Artificial intelligence (AI) has a wide-ranging scope in cancer research, diagnosis, and treatment. By analyzing complex datasets, AI can identify patterns and generate insights that aid in cancer diagnosis, personalized treatment planning, and drug discovery. It contributes to improving accuracy, predicting therapeutic responses, and monitoring treatment outcomes. AI also supports cancer research by identifying biomarkers, uncovering molecular mechanisms, and discovering novel relationships. However, addressing challenges related to data quality, privacy, and interpretability is crucial for maximizing the potential of AI in advancing cancer understanding and enhancing patient outcomes [15].

2. Related Works

Referring to [21], the study proposed a lightweight CNN for the steganalysis of medical images, including brain tumor images. The authors used a dataset of 4000 medical images, including 2000 stego images, to train and evaluate their model. The CNN consists of five convolutional layers and two fully connected layers.
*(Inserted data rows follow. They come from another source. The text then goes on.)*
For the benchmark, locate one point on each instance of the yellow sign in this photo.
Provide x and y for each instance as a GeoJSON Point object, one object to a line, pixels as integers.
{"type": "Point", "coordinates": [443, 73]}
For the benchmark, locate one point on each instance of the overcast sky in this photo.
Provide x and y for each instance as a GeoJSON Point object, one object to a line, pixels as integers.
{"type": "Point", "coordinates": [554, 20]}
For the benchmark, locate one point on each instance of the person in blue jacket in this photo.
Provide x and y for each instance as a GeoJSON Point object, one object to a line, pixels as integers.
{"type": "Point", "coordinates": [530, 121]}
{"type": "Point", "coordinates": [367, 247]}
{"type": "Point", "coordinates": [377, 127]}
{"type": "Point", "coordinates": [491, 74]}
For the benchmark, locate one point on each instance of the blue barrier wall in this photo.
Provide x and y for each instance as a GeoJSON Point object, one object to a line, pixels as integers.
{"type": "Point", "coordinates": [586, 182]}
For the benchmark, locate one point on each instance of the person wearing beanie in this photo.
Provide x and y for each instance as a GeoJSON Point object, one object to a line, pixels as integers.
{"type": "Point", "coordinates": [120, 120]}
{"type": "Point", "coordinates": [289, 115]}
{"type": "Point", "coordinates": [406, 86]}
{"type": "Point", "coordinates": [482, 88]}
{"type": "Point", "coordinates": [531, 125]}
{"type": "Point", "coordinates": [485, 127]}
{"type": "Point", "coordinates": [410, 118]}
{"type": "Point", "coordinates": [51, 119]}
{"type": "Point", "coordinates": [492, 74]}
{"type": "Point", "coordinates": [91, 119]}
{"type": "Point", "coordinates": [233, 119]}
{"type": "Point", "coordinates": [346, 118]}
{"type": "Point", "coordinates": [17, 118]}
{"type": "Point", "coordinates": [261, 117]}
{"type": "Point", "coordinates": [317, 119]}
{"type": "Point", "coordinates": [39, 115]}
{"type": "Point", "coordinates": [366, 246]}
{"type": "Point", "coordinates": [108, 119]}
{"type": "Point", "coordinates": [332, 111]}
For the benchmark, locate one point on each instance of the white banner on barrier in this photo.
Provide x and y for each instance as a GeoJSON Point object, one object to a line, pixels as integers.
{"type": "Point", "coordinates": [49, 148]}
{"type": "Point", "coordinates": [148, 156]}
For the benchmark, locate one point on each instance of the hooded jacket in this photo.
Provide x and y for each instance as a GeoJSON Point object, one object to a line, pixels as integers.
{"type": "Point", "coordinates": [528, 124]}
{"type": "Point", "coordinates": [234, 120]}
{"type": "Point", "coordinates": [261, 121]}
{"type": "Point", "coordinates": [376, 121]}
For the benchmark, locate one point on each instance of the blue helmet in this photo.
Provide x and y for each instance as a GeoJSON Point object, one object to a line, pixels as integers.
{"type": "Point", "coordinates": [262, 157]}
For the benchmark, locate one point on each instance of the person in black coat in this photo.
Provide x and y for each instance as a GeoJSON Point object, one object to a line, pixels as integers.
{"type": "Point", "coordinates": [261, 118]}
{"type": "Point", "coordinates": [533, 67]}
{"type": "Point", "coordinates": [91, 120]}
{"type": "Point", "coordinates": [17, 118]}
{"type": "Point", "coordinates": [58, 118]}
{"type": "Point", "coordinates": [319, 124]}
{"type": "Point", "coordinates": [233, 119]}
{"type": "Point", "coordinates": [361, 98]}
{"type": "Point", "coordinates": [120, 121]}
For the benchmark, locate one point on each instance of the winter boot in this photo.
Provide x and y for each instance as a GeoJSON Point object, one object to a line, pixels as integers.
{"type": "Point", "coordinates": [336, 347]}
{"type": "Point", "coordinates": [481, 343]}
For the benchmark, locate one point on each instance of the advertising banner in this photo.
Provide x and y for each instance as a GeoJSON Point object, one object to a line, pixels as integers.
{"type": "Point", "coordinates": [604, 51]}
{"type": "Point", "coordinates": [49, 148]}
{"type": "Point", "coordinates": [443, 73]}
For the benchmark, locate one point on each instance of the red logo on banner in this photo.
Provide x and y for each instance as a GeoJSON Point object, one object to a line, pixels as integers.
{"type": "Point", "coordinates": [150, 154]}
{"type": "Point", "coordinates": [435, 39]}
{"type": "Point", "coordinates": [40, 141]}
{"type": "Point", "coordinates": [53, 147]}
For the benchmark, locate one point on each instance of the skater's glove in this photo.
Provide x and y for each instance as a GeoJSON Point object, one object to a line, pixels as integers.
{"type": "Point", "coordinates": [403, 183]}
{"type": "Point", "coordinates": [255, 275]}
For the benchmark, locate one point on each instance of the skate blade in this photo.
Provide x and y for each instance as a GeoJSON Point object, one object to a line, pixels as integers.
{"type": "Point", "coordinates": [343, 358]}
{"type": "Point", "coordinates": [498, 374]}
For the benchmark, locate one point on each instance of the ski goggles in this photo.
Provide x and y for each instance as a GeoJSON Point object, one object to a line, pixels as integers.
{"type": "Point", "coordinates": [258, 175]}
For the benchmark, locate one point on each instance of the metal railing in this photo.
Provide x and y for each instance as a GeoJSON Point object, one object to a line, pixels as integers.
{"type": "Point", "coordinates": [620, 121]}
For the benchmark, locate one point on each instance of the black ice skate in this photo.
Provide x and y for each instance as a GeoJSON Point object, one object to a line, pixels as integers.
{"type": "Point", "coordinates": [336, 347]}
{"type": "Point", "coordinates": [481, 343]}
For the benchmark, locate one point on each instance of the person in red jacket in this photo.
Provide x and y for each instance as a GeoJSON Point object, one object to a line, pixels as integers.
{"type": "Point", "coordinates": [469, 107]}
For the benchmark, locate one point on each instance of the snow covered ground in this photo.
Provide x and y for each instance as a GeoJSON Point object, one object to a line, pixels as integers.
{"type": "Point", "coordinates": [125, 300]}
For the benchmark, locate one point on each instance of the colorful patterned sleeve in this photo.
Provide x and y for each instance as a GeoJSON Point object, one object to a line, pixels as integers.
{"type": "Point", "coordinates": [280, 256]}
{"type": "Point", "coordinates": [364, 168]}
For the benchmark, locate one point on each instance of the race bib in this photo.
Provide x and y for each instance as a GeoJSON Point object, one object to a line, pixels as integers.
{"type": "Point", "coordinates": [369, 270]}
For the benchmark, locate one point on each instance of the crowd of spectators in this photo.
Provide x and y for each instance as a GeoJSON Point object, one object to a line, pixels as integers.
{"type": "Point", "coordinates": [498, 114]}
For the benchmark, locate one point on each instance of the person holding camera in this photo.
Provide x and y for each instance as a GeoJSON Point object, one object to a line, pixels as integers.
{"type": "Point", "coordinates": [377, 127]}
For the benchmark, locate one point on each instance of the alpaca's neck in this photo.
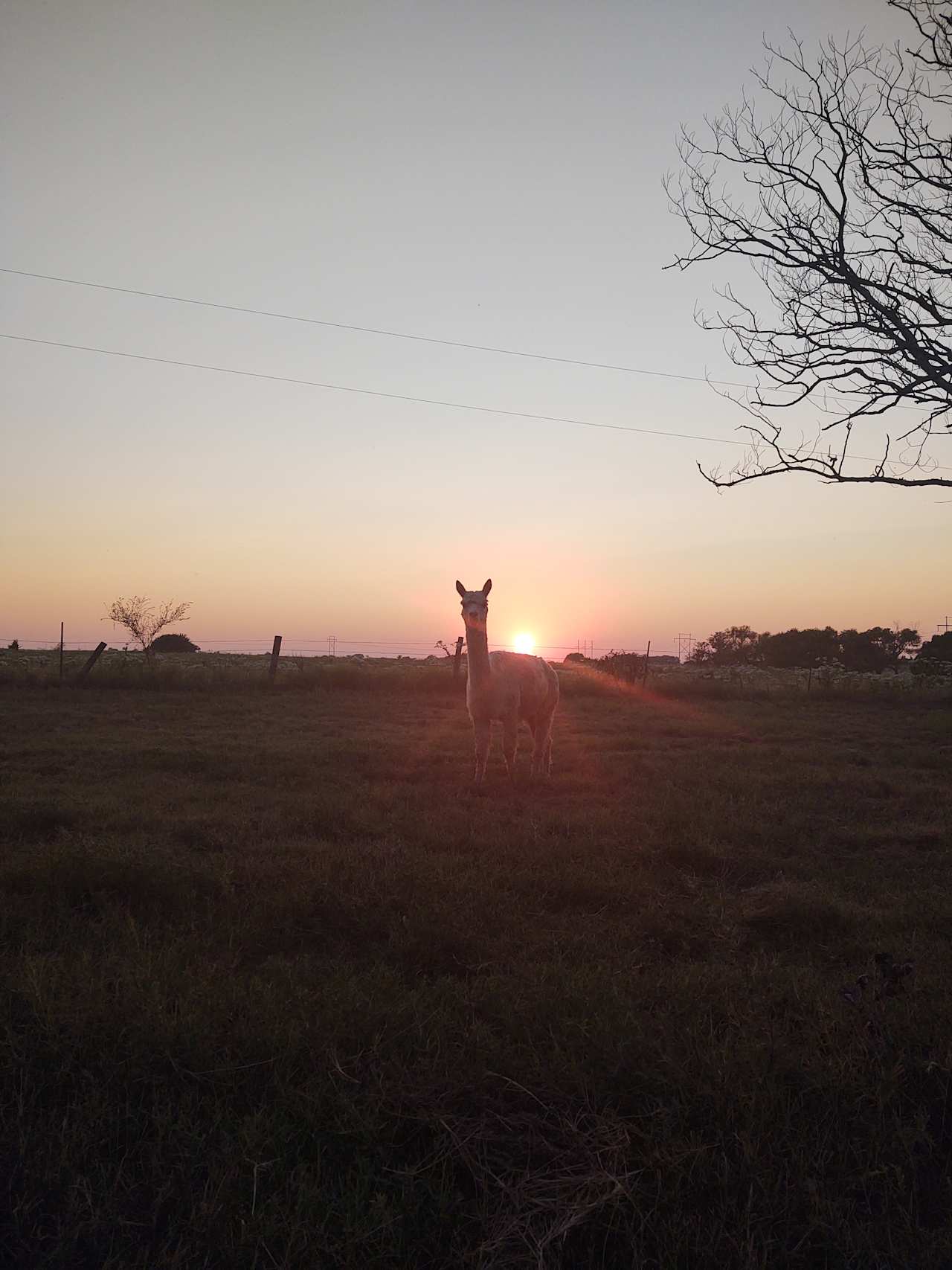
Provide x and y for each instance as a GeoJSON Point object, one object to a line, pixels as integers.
{"type": "Point", "coordinates": [477, 653]}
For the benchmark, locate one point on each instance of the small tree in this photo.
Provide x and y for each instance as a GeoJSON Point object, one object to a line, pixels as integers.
{"type": "Point", "coordinates": [805, 648]}
{"type": "Point", "coordinates": [937, 650]}
{"type": "Point", "coordinates": [738, 646]}
{"type": "Point", "coordinates": [143, 621]}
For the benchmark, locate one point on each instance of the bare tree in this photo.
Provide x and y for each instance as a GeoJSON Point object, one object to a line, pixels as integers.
{"type": "Point", "coordinates": [143, 621]}
{"type": "Point", "coordinates": [834, 179]}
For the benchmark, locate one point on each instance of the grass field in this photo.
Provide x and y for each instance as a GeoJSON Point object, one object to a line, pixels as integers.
{"type": "Point", "coordinates": [281, 991]}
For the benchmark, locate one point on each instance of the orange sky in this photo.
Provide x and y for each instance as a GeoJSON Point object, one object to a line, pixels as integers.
{"type": "Point", "coordinates": [490, 177]}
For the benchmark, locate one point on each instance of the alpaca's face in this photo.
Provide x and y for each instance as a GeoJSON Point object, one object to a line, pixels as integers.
{"type": "Point", "coordinates": [475, 603]}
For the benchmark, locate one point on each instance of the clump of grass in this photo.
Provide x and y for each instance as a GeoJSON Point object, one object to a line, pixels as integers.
{"type": "Point", "coordinates": [794, 912]}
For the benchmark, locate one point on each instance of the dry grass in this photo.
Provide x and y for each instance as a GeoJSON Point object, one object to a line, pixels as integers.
{"type": "Point", "coordinates": [278, 990]}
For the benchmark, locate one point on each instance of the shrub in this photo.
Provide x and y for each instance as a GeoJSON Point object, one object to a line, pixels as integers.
{"type": "Point", "coordinates": [177, 643]}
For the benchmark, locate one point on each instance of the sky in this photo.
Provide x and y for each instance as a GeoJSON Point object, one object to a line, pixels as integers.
{"type": "Point", "coordinates": [477, 173]}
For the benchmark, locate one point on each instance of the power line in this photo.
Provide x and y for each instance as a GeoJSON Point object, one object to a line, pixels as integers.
{"type": "Point", "coordinates": [396, 397]}
{"type": "Point", "coordinates": [402, 334]}
{"type": "Point", "coordinates": [376, 330]}
{"type": "Point", "coordinates": [391, 397]}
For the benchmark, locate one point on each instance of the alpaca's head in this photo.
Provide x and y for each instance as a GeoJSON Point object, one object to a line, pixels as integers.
{"type": "Point", "coordinates": [475, 603]}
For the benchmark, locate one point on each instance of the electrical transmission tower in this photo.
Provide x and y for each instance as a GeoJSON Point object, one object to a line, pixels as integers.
{"type": "Point", "coordinates": [686, 646]}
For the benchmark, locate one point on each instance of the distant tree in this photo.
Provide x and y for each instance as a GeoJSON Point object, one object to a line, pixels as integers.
{"type": "Point", "coordinates": [174, 643]}
{"type": "Point", "coordinates": [937, 650]}
{"type": "Point", "coordinates": [738, 646]}
{"type": "Point", "coordinates": [878, 648]}
{"type": "Point", "coordinates": [834, 179]}
{"type": "Point", "coordinates": [143, 621]}
{"type": "Point", "coordinates": [621, 664]}
{"type": "Point", "coordinates": [796, 648]}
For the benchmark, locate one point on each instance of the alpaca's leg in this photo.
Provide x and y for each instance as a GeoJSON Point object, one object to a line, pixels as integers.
{"type": "Point", "coordinates": [545, 745]}
{"type": "Point", "coordinates": [480, 729]}
{"type": "Point", "coordinates": [537, 741]}
{"type": "Point", "coordinates": [510, 741]}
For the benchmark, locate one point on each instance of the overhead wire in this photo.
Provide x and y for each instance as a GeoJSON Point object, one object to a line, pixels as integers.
{"type": "Point", "coordinates": [402, 334]}
{"type": "Point", "coordinates": [399, 397]}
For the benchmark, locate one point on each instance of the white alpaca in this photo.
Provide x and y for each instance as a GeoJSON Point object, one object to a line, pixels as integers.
{"type": "Point", "coordinates": [506, 686]}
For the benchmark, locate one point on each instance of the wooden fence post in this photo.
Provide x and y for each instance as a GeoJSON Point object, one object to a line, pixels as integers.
{"type": "Point", "coordinates": [276, 653]}
{"type": "Point", "coordinates": [93, 658]}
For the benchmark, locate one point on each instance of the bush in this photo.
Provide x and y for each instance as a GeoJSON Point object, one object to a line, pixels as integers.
{"type": "Point", "coordinates": [177, 643]}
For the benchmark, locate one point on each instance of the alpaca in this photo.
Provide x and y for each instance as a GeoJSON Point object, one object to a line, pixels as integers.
{"type": "Point", "coordinates": [506, 686]}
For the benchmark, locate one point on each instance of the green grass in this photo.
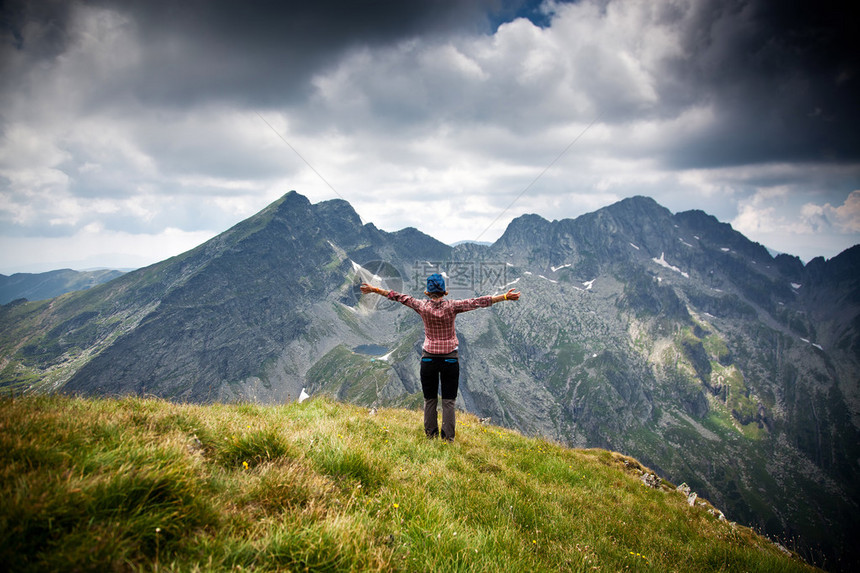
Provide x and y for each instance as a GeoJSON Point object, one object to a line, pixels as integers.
{"type": "Point", "coordinates": [147, 485]}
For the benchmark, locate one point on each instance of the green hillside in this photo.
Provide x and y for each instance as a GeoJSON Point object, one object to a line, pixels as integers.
{"type": "Point", "coordinates": [144, 484]}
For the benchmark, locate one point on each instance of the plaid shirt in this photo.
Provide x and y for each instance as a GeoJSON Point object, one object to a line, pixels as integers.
{"type": "Point", "coordinates": [438, 316]}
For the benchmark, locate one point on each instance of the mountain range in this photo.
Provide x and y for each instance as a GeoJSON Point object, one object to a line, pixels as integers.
{"type": "Point", "coordinates": [39, 286]}
{"type": "Point", "coordinates": [668, 337]}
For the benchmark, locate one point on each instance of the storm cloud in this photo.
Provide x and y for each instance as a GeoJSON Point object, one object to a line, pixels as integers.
{"type": "Point", "coordinates": [132, 130]}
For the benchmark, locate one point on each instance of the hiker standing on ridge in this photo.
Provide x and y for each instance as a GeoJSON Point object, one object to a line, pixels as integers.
{"type": "Point", "coordinates": [439, 361]}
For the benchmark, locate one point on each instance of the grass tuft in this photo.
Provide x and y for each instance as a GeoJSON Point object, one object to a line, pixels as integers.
{"type": "Point", "coordinates": [142, 484]}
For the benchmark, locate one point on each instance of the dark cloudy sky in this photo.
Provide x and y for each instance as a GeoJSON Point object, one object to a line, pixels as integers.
{"type": "Point", "coordinates": [133, 130]}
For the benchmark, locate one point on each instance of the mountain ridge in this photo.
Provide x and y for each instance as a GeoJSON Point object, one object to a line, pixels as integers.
{"type": "Point", "coordinates": [670, 337]}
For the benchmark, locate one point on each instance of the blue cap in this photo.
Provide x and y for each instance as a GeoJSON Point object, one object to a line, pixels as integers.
{"type": "Point", "coordinates": [435, 283]}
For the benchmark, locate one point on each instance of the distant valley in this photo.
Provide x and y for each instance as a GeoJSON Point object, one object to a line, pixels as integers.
{"type": "Point", "coordinates": [668, 337]}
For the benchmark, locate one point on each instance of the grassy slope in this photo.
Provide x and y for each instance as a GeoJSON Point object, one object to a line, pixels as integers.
{"type": "Point", "coordinates": [323, 486]}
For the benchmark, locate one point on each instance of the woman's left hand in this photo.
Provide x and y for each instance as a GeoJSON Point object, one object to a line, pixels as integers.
{"type": "Point", "coordinates": [512, 295]}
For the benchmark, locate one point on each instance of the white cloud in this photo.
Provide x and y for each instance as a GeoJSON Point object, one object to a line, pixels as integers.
{"type": "Point", "coordinates": [136, 123]}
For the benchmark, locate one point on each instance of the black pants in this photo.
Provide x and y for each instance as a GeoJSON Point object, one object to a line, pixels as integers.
{"type": "Point", "coordinates": [436, 371]}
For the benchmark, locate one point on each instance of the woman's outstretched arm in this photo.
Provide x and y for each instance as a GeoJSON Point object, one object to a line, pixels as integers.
{"type": "Point", "coordinates": [510, 295]}
{"type": "Point", "coordinates": [366, 288]}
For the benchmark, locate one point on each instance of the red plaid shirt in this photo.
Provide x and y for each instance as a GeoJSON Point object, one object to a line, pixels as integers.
{"type": "Point", "coordinates": [438, 316]}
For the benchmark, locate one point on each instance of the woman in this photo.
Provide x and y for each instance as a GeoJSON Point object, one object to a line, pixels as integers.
{"type": "Point", "coordinates": [439, 361]}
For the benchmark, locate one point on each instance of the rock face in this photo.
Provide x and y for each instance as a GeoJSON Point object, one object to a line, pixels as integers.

The authors also used data augmentation techniques to improve the generalization ability of their model. The authors report an accuracy of 91.48%. Referring to [22], the study focuses on the accurate and timely detection of brain tumors using automatic diagnostic systems based on deep learning and machine learning. The proposed model, utilizing fine-tuned Inception-v3 and other feature extraction and classification algorithms, achieves a high-test accuracy of 94.34%. This approach can potentially be used in clinical applications and as a decision-support tool for radiologists, saving time in MRI image analysis.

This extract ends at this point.